Expert medical systems have been prototyped for over 50 years, but their cognitive capabilities have not appealed to physicians in practice. Recent developments in medicine generated enormous quantities of information that physicians would need to learn and update constantly. However, the time dedicated to learning would prevent them from being able to maintain the standard quality of care while dealing with their regular number of patients. At the same time, adding a piece of technology as intermediary might further increase that time and introduce additional issues with training and utilisation, therefore making the intelligent agent a suboptimal solution to the problem. Additionally, while computers are better than humans at storing, remembering and processing data, it is vital to outline that human understanding and machine understanding are significantly different. For an intelligent agent, the data it learns is a succession of symbols and its lack of consciousness prevents it from grasping how the manipulation of the data could impact a patient’s life [47].

6 Conclusion

While various stakeholders in the health-care industry have very different opinions regarding the feasibility of using Watson for medical diagnosis, an essential feature distinguishes itself—that is individuality. Managers, patients and doctors can be seen as part of a system but cannot be simply divided into two basic categories: tech savvy and tech reluctant. Their particular characteristics, needs and expectations not only dictate their acceptance of intelligent agents in their daily lives (medical ones in this case) but also how they are being applied (e.g. their role in the decision-making process).
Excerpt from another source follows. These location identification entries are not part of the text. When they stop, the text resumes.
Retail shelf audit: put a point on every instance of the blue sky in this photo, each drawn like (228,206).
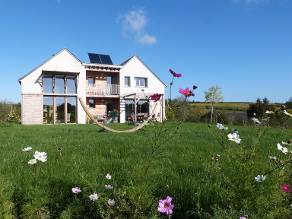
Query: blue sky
(244,46)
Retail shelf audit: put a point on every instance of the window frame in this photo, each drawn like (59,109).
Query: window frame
(129,84)
(90,106)
(145,82)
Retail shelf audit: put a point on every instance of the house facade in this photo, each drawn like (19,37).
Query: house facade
(113,93)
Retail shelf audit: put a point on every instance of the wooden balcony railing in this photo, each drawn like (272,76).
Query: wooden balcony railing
(109,89)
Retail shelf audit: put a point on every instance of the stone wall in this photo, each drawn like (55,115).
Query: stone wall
(32,109)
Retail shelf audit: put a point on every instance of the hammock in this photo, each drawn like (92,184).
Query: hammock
(114,130)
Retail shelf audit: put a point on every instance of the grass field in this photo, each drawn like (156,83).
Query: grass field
(183,164)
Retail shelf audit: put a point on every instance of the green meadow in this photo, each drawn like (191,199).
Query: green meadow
(206,175)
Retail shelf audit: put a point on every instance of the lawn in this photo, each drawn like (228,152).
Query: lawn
(207,175)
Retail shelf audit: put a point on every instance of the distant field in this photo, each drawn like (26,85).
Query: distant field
(183,167)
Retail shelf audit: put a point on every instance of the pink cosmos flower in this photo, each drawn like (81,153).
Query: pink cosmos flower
(174,74)
(165,206)
(186,92)
(155,97)
(76,190)
(286,188)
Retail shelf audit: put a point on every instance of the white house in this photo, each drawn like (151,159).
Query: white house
(112,93)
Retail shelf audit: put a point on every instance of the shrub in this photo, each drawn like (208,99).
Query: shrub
(259,108)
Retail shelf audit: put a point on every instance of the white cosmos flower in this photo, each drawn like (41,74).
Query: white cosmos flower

Various characteristics will lead to various scenarios in real life which need to be considered before widely deploying intelligent agents.
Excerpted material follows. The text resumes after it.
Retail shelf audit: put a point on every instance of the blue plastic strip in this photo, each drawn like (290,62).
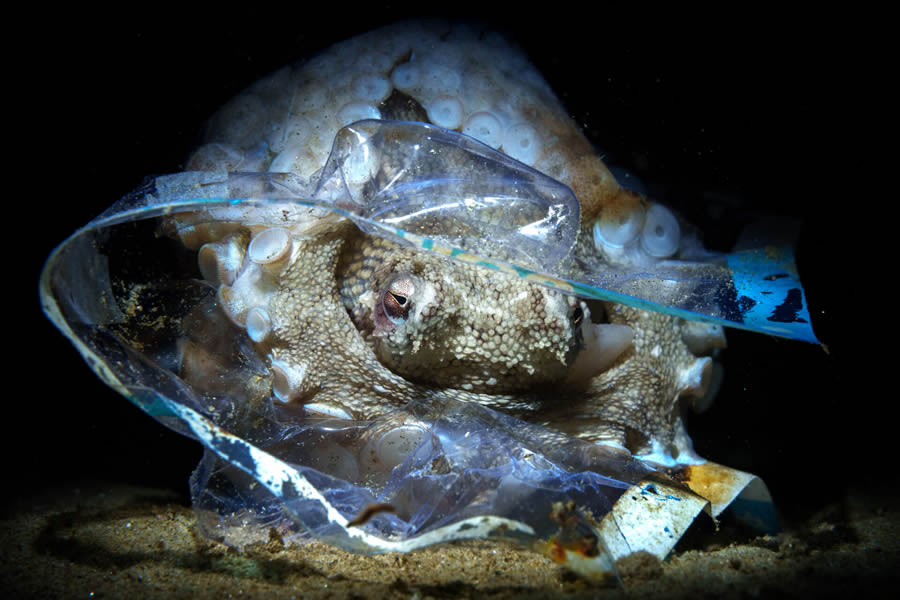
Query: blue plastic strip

The medical world might not be prepared to cope with an autonomous intelligent agent but, at the same time, might highly benefit from a combination of guarantor of diagnostic accuracy and human-dependent repository of data roles [16]. The intelligent agent may help with accuracy but not contextual relevance. If the artificial system proposes a decision how will the doctor sustain the ability to ensure it is the correct one? Doctors might save time by querying a machine but will waste valuable time in learning how to use it and to judge it. Perhaps the biggest difficulty will be to overcome potential functional stupidity and to sustain professional competency and capability.

Ideally, to balance the two, intelligent agents would tackle complicated and standardised problems while human doctors would focus on complex matters which require contextual deviation in decision-making as opposed to standardised assumptions. However, this would make the intelligent factor redundant and ignore stringent health-care issues such as shortage of personnel and human errors. Intelligent agents are here to stay, but expecting them to combine machine processing capabilities with emotional intelligence is an unrealistic short-term expectation. Getting them to work closely with humans, learn from experts that are dealing with people and their individual needs on a daily basis could take us one step closer to autonomous intelligent medical agents. The immediate priority is to enrich the agents with comprehensive learning capabilities, to make them able to cope with lessons that clinicians have learnt from practice not from books and, ultimately, to ensure that the agent will get this knowledge along the way by following the clinicians’ path rather than distracting them by dictating a completely new one.